Given the way the Stevenson court interpreted the plaintiff’s case, this conclusion seems premature. If, as the court found, the defendant in Stevenson used PO only to modify the relativities (i.e., the numerical values) that were used in “the rate and class plan [that was] approved by the Commissioner,” then the plaintiff in that case would not have “paid higher prices” than any other insured with the same risk profile. Other insureds might have paid premiums that were not affected by PO, and those premiums might have differed from the plaintiff’s. But those insureds would also have a different risk profile; consequently, the plaintiff’s premiums would still have differed from theirs, even if PO had never been invented. In short, the allegations in the complaint fell short of establishing that PO caused the plaintiff to pay more than other, similarly-situated insureds.

It is also difficult to evaluate the court’s apparent conclusion that PO causes premiums to be “artificially inflated.” For any given relativity used in a rating plan, there might be a range of actuarially-justified values, any of which will generate cost-based premiums. Consequently, the language of Stevenson suggests that even a premium that is justifiable on the basis of cost might still be “artificially inflated”—and therefore unlawful—if the value of a specific relativity was selected with an improper motive. It should be noted that the court’s opinion shares this anomaly with the broad language (quoted above) of the California Commissioner’s bulletin on PO. Neither document gives much guidance about how to distinguish bad motives from lawful ones.

Stevenson also contains a confusing ruling about advertising.

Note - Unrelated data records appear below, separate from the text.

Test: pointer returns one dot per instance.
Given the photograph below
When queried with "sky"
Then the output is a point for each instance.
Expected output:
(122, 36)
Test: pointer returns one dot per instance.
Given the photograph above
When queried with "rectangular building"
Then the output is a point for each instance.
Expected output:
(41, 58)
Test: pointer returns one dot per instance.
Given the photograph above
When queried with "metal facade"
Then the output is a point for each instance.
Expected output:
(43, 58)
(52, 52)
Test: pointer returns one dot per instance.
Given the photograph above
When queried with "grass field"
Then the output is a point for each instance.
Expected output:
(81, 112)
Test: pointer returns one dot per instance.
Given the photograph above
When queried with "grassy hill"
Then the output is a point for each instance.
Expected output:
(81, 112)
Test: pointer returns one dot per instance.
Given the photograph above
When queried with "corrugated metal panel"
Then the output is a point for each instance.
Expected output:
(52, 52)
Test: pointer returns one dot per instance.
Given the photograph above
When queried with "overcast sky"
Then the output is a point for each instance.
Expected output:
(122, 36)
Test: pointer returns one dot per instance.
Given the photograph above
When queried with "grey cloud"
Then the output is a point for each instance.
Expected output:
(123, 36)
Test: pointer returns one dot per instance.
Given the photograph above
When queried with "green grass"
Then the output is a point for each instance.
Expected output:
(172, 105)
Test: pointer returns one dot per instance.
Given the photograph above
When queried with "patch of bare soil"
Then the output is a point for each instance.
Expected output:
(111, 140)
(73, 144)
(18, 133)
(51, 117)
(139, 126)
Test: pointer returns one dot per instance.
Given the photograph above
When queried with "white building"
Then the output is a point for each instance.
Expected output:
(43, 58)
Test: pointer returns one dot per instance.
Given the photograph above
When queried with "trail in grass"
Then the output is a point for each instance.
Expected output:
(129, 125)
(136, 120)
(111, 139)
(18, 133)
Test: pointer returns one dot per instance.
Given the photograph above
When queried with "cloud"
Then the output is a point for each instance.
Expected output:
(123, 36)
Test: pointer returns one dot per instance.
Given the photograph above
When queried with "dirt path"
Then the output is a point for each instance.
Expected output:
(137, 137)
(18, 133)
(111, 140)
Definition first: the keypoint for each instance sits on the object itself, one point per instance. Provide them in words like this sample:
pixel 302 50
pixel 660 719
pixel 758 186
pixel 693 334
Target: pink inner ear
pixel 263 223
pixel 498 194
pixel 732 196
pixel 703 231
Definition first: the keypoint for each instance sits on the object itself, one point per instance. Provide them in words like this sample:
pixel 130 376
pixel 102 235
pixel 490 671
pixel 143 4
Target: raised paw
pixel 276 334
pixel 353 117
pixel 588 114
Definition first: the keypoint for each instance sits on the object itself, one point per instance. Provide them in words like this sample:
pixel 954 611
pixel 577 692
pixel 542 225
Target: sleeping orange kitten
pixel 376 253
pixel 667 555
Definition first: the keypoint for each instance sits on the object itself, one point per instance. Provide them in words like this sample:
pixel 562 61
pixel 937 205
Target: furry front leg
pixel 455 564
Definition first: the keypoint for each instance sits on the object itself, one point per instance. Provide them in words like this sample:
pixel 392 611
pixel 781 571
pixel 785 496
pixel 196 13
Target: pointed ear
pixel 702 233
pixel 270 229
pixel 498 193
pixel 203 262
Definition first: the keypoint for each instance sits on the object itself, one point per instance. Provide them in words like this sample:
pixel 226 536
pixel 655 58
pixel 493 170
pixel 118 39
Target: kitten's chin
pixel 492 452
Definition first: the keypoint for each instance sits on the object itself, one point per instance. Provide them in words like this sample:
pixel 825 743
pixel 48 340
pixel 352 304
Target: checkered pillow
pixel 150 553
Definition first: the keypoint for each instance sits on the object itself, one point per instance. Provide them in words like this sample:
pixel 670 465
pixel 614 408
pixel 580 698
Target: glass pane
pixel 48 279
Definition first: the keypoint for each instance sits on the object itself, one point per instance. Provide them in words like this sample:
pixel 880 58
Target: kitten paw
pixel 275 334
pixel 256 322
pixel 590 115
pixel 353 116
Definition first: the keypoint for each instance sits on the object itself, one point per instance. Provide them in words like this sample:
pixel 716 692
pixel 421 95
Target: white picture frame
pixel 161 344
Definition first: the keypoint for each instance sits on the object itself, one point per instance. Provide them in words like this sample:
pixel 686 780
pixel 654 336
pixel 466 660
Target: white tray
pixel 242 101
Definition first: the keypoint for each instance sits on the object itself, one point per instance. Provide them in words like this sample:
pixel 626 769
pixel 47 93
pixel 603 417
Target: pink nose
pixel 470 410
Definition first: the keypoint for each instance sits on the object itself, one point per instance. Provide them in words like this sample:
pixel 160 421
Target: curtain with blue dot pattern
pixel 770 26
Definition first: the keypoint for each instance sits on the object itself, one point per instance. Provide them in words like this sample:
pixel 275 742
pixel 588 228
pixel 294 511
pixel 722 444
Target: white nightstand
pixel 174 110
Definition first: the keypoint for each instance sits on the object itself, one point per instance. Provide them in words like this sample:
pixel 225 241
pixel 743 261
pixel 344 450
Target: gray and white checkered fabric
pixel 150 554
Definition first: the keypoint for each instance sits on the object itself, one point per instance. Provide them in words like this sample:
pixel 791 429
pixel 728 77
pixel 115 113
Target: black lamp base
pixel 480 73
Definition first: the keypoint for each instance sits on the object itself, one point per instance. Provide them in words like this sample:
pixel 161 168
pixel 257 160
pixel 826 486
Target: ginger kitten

The complaint quoted a statement on Allstate’s website, which begins, “The quote you receive is impacted by the following factors,” and which goes on to list eight different variables—none of which is “elasticity of demand.” The court found that this statement could be “false and misleading” under California’s Unfair Competition Law, because Allstate “does not inform customers it uses [elasticity of demand] as a rating factor”—that is, that it “accounts for [elasticity of demand]” when it assigns values to the rating variables that are named in the advertisement.

As discussed above, however, regulators have historically permitted insurers to modify those values for business reasons—such as a desire to limit sudden, large price increases that might cause large numbers of customers not to renew. Thus, the statement cited in Stevenson might have been challenged as “misleading,” even if Allstate did not engage in the conduct alleged in the complaint. But failure to disclose these traditional modifications have not previously given rise to false advertising claims. The ruling in Stevenson means the court thinks some modifications to rating factors are more consequential than others, but, again, it gives little or no basis for identifying the ones that might now be “material.”


The early denunciations of price optimization for personal lines insurance have generally given way to more nuanced and tolerant analyses. The opinions in Stevenson and Harris share characteristics with the earlier discussions, in which details were scarce, and every form of the practice was assumed to be a disreputable and illegitimate departure from traditional practices. The results are unfavorable for insurers, but it is difficult to predict how, if at all, they will affect future litigation.

The good news is that both cases recognize that price optimization raises complex issues which regulators must resolve.